Geometry problem-solving relies heavily on advanced reasoning skills to interpret visual inputs, process questions, and apply mathematical formulas accurately. Although vision-language models (VLMs) have shown progress in multimodal tasks, they still face significant limitations with geometry, particularly in executing unfamiliar mathematical operations, like calculating the cosine of non-standard angles. This challenge is amplified due to autoregressive training, which emphasizes next-token prediction, often leading to inaccurate calculations and formula misuse. While methods like Chain-of-Thought reasoning and mathematical code generation offer some improvement, these approaches still need to improve with correctly applying geometry concepts and formulas in complex, multi-step problems.

The study reviews research on VLMs and code-generating models for solving geometry problems. While general-purpose VLMs have progressed, they often struggle with geometric reasoning, as shown through new datasets designed to benchmark these tasks. Neuro-symbolic systems have been developed to enhance problem-solving by combining language models with logical deduction. Further advancements in language models for mathematical reasoning enable code-based solutions, but these often need more multimodal capabilities. 

Researchers from Mila, Polytechnique Montréal, Université de Montréal, CIFAR AI, and Google DeepMind introduce GeoCoder, a VLM approach designed for solving geometry problems through modular code generation. GeoCoder uses a predefined geometry function library to execute code accurately and reduce errors in formula applications, offering consistent and interpretable solutions. They also present RAG-GeoCoder, a variant with retrieval-augmented memory, enabling it to pull functions directly from the geometry library, minimizing reliance on internal memory. GeoCoder and RAG-GeoCoder achieve over a 16% performance boost on geometry tasks, demonstrating enhanced reasoning and interpretability on complex multimodal datasets.
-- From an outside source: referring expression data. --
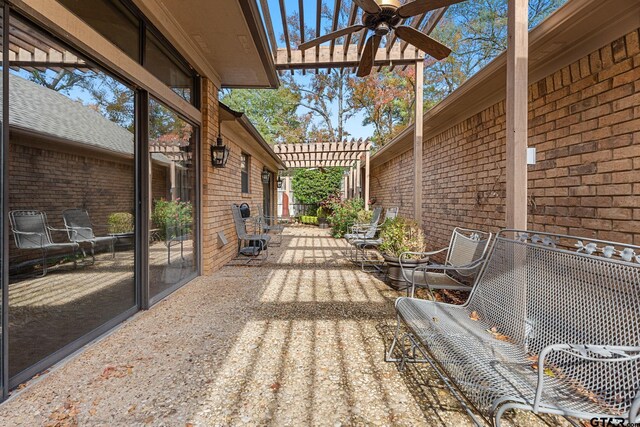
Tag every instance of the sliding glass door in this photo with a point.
(71, 200)
(173, 201)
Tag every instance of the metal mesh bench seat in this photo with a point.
(551, 326)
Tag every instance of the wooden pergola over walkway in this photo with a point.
(348, 154)
(395, 52)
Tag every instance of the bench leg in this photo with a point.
(388, 357)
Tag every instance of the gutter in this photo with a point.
(249, 127)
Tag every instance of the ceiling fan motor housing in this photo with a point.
(386, 16)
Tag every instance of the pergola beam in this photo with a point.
(338, 59)
(517, 107)
(269, 24)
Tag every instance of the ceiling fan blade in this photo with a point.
(417, 7)
(368, 56)
(369, 6)
(423, 42)
(330, 36)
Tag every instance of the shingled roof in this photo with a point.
(35, 108)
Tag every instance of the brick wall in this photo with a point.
(46, 177)
(222, 187)
(391, 183)
(584, 121)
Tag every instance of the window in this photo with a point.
(111, 19)
(245, 163)
(168, 67)
(120, 23)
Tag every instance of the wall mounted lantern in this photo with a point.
(219, 154)
(266, 176)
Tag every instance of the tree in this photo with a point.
(312, 186)
(387, 99)
(476, 31)
(273, 112)
(325, 94)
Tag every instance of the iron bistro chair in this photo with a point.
(465, 256)
(31, 231)
(249, 245)
(80, 230)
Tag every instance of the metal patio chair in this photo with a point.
(31, 231)
(270, 223)
(464, 257)
(551, 326)
(80, 230)
(254, 246)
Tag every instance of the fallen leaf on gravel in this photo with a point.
(116, 371)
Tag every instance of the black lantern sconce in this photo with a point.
(219, 153)
(266, 176)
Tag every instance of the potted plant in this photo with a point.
(401, 235)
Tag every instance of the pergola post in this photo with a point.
(517, 106)
(367, 159)
(417, 144)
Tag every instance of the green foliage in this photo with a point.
(272, 112)
(401, 235)
(173, 218)
(120, 222)
(308, 219)
(364, 217)
(311, 187)
(344, 215)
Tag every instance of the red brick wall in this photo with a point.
(222, 187)
(44, 176)
(584, 121)
(391, 183)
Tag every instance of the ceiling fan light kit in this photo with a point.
(384, 16)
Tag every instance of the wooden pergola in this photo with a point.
(396, 52)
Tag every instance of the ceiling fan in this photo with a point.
(382, 17)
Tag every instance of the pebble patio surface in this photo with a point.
(297, 341)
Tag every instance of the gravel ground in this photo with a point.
(296, 341)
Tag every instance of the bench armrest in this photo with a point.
(593, 353)
(30, 233)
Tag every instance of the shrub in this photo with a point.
(308, 219)
(312, 186)
(322, 212)
(344, 215)
(364, 217)
(173, 218)
(401, 235)
(120, 223)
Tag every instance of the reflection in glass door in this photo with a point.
(172, 232)
(71, 201)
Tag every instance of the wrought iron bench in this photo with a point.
(552, 326)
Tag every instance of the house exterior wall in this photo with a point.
(584, 121)
(222, 186)
(392, 183)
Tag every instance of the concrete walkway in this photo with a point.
(297, 341)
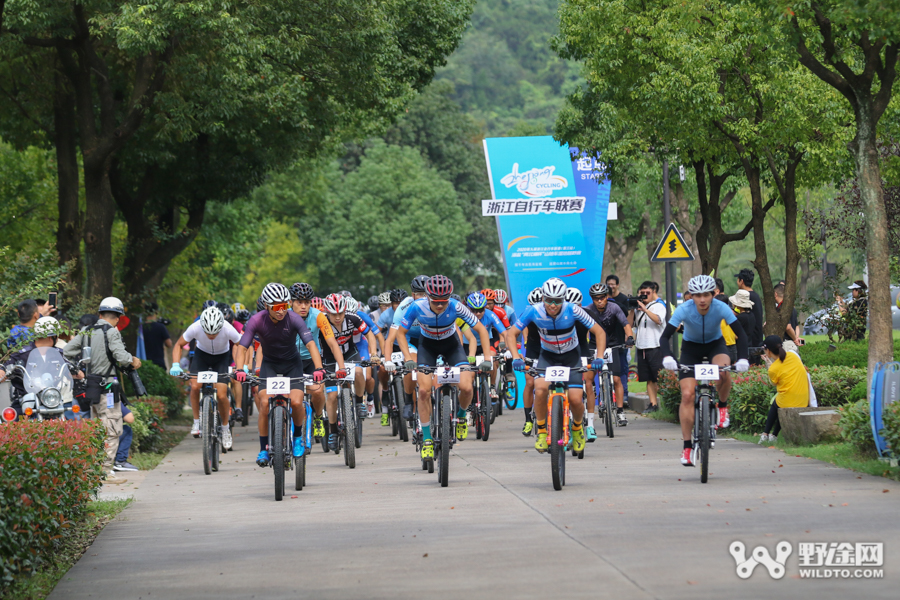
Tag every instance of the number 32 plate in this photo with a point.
(706, 372)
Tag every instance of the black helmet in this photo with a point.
(302, 291)
(417, 285)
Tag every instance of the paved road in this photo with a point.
(630, 523)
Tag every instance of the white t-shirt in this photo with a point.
(219, 345)
(647, 333)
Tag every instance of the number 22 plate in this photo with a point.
(706, 372)
(557, 374)
(278, 385)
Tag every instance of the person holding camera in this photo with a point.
(649, 322)
(102, 348)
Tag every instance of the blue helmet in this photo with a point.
(476, 301)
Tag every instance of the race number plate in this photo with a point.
(706, 372)
(278, 385)
(447, 375)
(557, 374)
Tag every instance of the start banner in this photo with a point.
(551, 206)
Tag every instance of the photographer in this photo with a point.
(649, 322)
(103, 388)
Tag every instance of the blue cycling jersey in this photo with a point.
(702, 329)
(436, 326)
(558, 333)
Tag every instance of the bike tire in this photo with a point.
(277, 449)
(609, 414)
(446, 425)
(557, 450)
(704, 437)
(399, 399)
(205, 434)
(349, 428)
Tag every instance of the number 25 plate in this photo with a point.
(557, 374)
(706, 372)
(207, 377)
(278, 385)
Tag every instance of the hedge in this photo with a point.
(49, 470)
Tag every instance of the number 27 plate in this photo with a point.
(706, 372)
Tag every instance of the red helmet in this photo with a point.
(439, 287)
(335, 303)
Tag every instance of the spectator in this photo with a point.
(612, 282)
(787, 372)
(103, 390)
(649, 322)
(156, 336)
(791, 330)
(856, 313)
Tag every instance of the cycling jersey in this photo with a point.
(702, 329)
(277, 338)
(558, 333)
(436, 326)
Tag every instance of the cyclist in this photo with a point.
(301, 302)
(277, 329)
(345, 327)
(702, 316)
(532, 352)
(213, 352)
(618, 331)
(555, 319)
(437, 316)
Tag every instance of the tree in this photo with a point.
(386, 222)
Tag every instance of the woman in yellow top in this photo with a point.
(787, 372)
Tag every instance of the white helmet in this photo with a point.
(46, 327)
(112, 304)
(554, 288)
(212, 320)
(573, 296)
(701, 284)
(274, 293)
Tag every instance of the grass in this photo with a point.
(840, 454)
(72, 546)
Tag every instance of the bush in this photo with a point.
(856, 427)
(48, 472)
(159, 383)
(846, 354)
(149, 413)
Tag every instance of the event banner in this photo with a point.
(551, 207)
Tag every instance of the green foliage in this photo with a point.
(49, 470)
(159, 384)
(856, 427)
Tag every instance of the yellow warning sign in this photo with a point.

The proposed method introduces GeoCoder, a VLM fine-tuned to solve geometry problems by generating modular Python code that references a predefined geometry function library. Unlike traditional CoT fine-tuning, this approach ensures accurate calculations and reduces formula errors by directly executing the generated code. GeoCoder uses a knowledge-distillation process to create high-quality training data and interpretable function outputs. Additionally, RAG-GeoCoder, a retrieval-augmented version, employs a multimodal retriever to select relevant functions from memory for more precise code generation, enhancing the model’s problem-solving ability by reducing reliance on internal memory alone.
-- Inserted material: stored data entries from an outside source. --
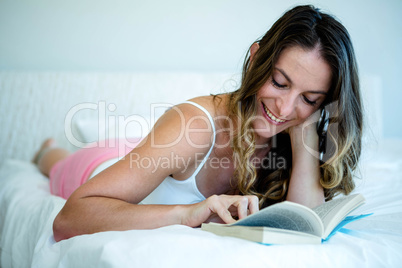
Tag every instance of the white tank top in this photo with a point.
(172, 191)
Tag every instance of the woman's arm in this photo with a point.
(304, 185)
(109, 200)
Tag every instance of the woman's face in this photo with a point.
(298, 86)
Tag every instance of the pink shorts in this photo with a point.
(70, 173)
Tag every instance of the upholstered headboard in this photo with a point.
(34, 106)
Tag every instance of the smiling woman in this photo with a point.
(303, 63)
(239, 151)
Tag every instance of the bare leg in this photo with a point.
(48, 155)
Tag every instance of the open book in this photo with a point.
(292, 223)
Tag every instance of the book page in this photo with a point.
(332, 212)
(286, 215)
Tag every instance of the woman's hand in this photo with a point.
(304, 185)
(220, 208)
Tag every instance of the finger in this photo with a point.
(225, 215)
(217, 206)
(253, 204)
(242, 206)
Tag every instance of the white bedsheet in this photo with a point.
(27, 211)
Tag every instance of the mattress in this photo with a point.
(27, 210)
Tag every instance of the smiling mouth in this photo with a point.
(271, 116)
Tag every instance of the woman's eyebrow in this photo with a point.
(284, 74)
(290, 81)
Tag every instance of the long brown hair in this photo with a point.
(306, 27)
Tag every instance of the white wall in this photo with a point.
(205, 36)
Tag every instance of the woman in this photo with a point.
(237, 151)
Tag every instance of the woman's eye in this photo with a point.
(309, 102)
(276, 84)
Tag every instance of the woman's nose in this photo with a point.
(286, 105)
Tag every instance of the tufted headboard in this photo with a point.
(34, 106)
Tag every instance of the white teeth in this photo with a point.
(272, 116)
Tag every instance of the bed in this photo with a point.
(27, 209)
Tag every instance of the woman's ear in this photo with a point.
(253, 49)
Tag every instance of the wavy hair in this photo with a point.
(306, 27)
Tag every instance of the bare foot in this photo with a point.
(48, 143)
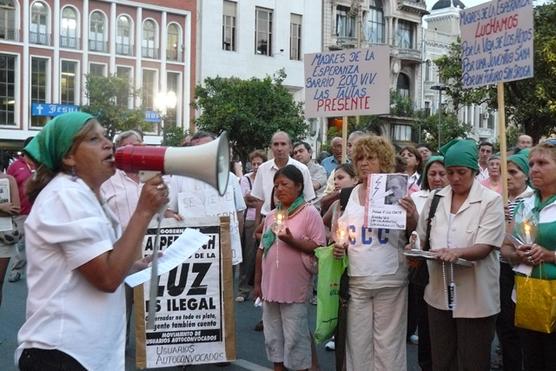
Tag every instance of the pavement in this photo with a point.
(249, 343)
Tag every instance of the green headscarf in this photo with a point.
(521, 160)
(54, 141)
(430, 161)
(461, 152)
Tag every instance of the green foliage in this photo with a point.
(447, 122)
(108, 97)
(250, 110)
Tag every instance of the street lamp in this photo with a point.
(440, 89)
(164, 102)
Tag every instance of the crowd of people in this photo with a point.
(281, 210)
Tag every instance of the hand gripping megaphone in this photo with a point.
(208, 162)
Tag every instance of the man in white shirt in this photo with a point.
(281, 146)
(485, 151)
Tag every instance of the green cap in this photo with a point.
(430, 161)
(54, 141)
(521, 160)
(461, 152)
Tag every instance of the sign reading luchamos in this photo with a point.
(347, 82)
(497, 42)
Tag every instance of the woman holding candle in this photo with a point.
(539, 349)
(463, 301)
(377, 308)
(285, 265)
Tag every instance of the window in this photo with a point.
(402, 85)
(263, 31)
(7, 20)
(375, 22)
(68, 28)
(97, 32)
(345, 23)
(7, 89)
(295, 37)
(173, 41)
(38, 32)
(401, 133)
(229, 26)
(172, 84)
(405, 34)
(39, 86)
(148, 89)
(123, 36)
(96, 69)
(149, 39)
(68, 83)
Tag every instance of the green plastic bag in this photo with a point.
(329, 273)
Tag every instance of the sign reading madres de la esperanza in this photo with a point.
(347, 82)
(497, 42)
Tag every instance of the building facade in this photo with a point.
(396, 23)
(442, 30)
(47, 47)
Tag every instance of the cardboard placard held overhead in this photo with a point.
(195, 310)
(347, 82)
(497, 42)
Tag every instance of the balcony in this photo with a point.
(98, 45)
(9, 34)
(39, 38)
(149, 52)
(124, 49)
(70, 42)
(413, 6)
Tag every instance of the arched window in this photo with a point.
(97, 32)
(173, 43)
(38, 32)
(149, 39)
(402, 85)
(123, 36)
(375, 23)
(7, 20)
(68, 28)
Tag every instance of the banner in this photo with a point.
(195, 314)
(347, 82)
(497, 42)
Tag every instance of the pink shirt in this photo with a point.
(286, 271)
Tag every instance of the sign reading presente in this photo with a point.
(347, 82)
(497, 42)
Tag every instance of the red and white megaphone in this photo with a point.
(208, 162)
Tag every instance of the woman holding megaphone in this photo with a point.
(77, 254)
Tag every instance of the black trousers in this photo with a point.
(507, 333)
(34, 359)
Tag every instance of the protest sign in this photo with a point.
(347, 82)
(497, 42)
(382, 208)
(195, 315)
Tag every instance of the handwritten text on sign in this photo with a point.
(347, 82)
(497, 42)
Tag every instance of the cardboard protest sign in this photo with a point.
(382, 208)
(497, 42)
(347, 82)
(195, 313)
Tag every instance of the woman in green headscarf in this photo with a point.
(77, 256)
(539, 349)
(463, 301)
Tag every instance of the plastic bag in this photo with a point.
(330, 271)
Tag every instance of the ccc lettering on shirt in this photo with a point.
(365, 235)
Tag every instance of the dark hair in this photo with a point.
(304, 144)
(292, 173)
(348, 168)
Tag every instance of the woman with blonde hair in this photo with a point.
(377, 307)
On the GeomVerse dataset, code-finetuned models significantly outperform CoT-finetuned models, particularly with RAG-GeoCoder surpassing the prior state-of-the-art, PaLI 5B by 26.2-36.3% across depths. On GeoQA-NO, GeoCoder achieves a 42.3% relaxed accuracy, outperforming CoT-finetuned LLaVA 1.5 by 14.3%. Error analysis reveals that RAG-GeoCoder reduces syntax errors but increases name errors at higher depths due to retrieval limitations. Moreover, RAG-GeoCoder enhances interpretability and accuracy by using templated print functions and applying functions 17% more frequently than GeoCoder, demonstrating better modular function usage across problem depths.

In conclusion, GeoCoder introduces a modular code-finetuning approach for geometry problem-solving in VLMs, achieving consistent improvement over CoT-finetuning by enabling accurate, deterministic calculations. GeoCoder enhances interpretability and reduces formula errors by leveraging a library of geometry functions. Additionally, RAG-GeoCoder, a retrieval-augmented variant, employs a non-parametric memory module to retrieve tasks as needed, further improving accuracy by lowering reliance on the model’s memory. This code-finetuning framework significantly boosts VLMs’ geometric reasoning, achieving over a 16% performance gain on the GeomVerse dataset compared to other fine-tuning techniques.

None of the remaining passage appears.